According to a news release from the White House, the roundtable event continues the Biden-Harris administration’s National Cyber Workforce Education Roadshow, part of an initiative “focused on the importance of public-private partnerships in order to bring more good-paying, middle-class jobs in cybersecurity to the people of Pennsylvania.”

IUP is one of the first institutions in the nation to receive the Center for Academic Excellence in Cyber Defense designation by the National Security Agency, IUP has held that designation since 2002, and is one of only 16 universities in Pennsylvania with this designation.

Waleed Farag with the cybersecurity roundtable participants, pictured third from left (against the left wall)
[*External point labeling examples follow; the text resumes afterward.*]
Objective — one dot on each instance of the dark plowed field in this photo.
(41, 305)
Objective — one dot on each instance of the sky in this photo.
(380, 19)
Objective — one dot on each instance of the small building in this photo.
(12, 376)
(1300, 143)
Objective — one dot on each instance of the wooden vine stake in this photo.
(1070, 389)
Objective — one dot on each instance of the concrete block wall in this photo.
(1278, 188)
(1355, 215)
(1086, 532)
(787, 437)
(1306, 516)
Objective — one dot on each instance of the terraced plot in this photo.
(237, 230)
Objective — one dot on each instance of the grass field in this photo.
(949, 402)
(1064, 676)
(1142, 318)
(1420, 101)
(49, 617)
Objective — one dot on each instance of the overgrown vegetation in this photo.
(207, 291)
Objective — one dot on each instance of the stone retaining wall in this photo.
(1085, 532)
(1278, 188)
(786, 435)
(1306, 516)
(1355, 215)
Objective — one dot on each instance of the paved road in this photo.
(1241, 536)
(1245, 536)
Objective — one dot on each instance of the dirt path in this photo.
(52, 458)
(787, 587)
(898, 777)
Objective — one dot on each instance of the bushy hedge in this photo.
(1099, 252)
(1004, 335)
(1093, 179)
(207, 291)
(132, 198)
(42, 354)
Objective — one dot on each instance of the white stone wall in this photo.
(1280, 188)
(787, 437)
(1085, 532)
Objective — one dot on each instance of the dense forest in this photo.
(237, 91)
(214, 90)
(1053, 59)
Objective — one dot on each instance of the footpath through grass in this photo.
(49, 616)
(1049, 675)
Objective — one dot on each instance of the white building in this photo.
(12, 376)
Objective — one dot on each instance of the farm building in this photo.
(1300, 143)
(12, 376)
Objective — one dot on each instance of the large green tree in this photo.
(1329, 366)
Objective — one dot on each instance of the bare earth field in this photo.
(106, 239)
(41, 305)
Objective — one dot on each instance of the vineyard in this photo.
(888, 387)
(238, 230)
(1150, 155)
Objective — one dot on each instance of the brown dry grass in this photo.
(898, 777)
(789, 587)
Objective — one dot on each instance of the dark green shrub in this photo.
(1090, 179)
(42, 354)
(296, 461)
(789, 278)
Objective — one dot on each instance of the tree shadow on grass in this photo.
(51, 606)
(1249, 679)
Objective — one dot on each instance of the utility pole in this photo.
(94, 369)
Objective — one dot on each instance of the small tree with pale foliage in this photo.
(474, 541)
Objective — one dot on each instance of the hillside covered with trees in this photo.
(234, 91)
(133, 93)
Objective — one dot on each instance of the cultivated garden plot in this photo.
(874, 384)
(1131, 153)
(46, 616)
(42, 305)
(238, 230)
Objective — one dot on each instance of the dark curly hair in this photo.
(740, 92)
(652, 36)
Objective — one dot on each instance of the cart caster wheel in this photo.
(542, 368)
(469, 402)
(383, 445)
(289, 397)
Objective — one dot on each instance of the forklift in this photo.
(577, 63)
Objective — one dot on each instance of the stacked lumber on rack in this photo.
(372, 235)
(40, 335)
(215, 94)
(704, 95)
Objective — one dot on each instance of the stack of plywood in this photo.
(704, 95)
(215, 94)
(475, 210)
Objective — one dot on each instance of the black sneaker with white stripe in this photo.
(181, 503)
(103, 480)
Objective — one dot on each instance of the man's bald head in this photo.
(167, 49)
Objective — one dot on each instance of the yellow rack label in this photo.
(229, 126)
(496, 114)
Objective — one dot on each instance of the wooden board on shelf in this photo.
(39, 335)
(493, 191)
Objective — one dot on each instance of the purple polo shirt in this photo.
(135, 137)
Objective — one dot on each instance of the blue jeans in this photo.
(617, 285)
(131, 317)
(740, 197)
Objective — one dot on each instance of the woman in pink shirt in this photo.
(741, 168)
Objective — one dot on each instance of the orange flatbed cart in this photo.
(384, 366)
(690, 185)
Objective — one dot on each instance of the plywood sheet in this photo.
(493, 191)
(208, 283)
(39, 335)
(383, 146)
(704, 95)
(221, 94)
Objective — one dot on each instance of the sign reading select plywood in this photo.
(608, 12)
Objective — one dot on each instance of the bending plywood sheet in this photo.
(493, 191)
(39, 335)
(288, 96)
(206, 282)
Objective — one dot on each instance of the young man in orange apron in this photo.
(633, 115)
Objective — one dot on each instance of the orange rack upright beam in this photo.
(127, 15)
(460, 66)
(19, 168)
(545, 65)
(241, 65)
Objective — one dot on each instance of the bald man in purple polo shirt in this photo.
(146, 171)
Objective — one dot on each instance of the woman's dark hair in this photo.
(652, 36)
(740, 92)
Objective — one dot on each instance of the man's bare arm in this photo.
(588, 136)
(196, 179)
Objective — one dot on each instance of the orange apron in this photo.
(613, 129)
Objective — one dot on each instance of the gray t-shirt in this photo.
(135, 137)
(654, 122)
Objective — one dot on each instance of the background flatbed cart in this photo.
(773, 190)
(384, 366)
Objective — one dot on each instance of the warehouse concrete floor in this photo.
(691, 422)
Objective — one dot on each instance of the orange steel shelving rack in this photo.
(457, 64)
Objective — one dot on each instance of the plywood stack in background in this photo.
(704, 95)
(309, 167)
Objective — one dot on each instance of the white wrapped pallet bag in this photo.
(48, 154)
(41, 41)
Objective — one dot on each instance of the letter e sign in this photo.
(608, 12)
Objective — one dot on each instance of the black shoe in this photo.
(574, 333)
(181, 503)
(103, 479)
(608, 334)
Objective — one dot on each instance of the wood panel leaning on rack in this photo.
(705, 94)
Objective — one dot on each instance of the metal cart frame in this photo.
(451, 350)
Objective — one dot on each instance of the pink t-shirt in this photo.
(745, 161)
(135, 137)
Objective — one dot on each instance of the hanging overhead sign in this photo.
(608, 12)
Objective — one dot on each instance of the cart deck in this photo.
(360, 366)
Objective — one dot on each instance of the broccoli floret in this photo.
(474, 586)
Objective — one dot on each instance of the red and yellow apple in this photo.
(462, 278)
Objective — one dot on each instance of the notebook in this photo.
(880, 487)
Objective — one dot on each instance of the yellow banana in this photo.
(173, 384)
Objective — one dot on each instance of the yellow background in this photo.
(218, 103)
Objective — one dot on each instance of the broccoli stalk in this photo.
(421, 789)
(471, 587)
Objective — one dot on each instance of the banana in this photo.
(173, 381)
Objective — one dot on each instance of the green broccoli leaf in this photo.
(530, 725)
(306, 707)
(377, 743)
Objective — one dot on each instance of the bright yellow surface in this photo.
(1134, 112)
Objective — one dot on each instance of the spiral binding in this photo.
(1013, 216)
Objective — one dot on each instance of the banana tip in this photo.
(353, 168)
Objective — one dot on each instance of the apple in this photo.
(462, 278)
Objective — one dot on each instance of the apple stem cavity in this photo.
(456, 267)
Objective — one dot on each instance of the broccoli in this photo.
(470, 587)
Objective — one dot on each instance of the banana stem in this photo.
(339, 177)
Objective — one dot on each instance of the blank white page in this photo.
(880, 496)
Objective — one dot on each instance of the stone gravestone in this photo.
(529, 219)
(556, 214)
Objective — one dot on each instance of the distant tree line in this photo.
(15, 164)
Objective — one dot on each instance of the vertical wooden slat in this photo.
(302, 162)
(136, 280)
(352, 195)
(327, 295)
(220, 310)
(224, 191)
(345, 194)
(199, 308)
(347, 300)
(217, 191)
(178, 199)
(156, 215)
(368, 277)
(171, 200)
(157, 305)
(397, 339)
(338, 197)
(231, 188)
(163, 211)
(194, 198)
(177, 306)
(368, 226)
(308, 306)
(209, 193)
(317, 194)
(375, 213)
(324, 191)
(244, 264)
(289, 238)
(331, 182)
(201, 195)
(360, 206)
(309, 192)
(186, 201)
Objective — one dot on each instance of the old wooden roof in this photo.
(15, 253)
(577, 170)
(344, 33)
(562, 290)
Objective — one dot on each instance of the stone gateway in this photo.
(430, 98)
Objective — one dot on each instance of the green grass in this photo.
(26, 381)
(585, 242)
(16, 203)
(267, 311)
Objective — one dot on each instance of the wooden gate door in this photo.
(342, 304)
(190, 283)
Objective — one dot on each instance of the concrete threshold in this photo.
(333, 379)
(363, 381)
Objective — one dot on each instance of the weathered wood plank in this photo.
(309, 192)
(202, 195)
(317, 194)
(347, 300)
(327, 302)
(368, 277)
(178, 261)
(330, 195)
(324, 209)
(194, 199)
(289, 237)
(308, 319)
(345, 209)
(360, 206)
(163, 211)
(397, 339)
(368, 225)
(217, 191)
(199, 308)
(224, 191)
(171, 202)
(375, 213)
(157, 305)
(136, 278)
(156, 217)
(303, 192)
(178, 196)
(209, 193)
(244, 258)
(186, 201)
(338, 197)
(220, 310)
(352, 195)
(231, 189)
The IUP cybersecurity program has about 100 students enrolled, and about 20 students annually complete the program and receive their bachelor’s degree in the Computer Science/Cybersecurity Track. IUP’s program also focuses on cybercrime detection, loss prevention, and how to collect the evidence to prosecute cybersecurity offenders.

Over the last six years, Farag has secured nearly $3 million through a Department of Defense program that has provided 50 full scholarships to students in IUP’s cybersecurity bachelor’s degree program. Part of the scholarship opportunity is a guaranteed position with the Department of Defense after graduation.

In 2023, Farag secured $996,350 from the Department of Defense to establish a pilot summer immersion program for cybersecurity students to develop language foundations and proficiency in Chinese; IUP is the only school in the nation chosen to develop the program. Farag is the project director.

With the 2023 Chinese Language Pilot Summer Program, IUP’s Institute for Cyber Security, founded in 2005 to further encourage and promote cybersecurity at IUP and the surrounding community, has secured more than $17 million in federal funding for IUP-sponsored initiatives and programs since 2016.

This $17 million in funding includes $4.98 million from the Department of Defense for the first three years of a novel project to enhance cybersecurity and STEM education in Pennsylvania (Science, Technology, Engineering, and Mathematics), received in September 2022, the largest single grant that has ever been awarded to IUP. The project period of performance is expected to be six years with a total funding of about $11 million.

This $17 million in funding also includes more than $1 million in federal funding for IUP to enhance cybersecurity training for middle school students and teachers through the GenCyber program. More than 550 middle school students and teachers have completed GenCyber camps since 2016.

In October 2022, IUP received $203,130 from the National Center of Academic Excellence in Cybersecurity program that is managed by the National Security Agency to support a qualified student seeking a doctoral degree (PhD) in cybersecurity.

The initiative, spanning September 2022 through September 2024, is designed to address the national shortage of qualified cybersecurity instructors at National Centers of Academic Excellence in Cybersecurity colleges and universities, “to bridge the gap of qualified cybersecurity instructors at NCAE-C institutions,” Farag said.

In 2017, a team of faculty at IUP led by Farag received a grant of $212,000 from the National Security Agency to enhance cybersecurity education in western Pennsylvania. The team included faculty from the departments of Computer Science, English, Professional Studies in Education, and Political Science and from students at IUP.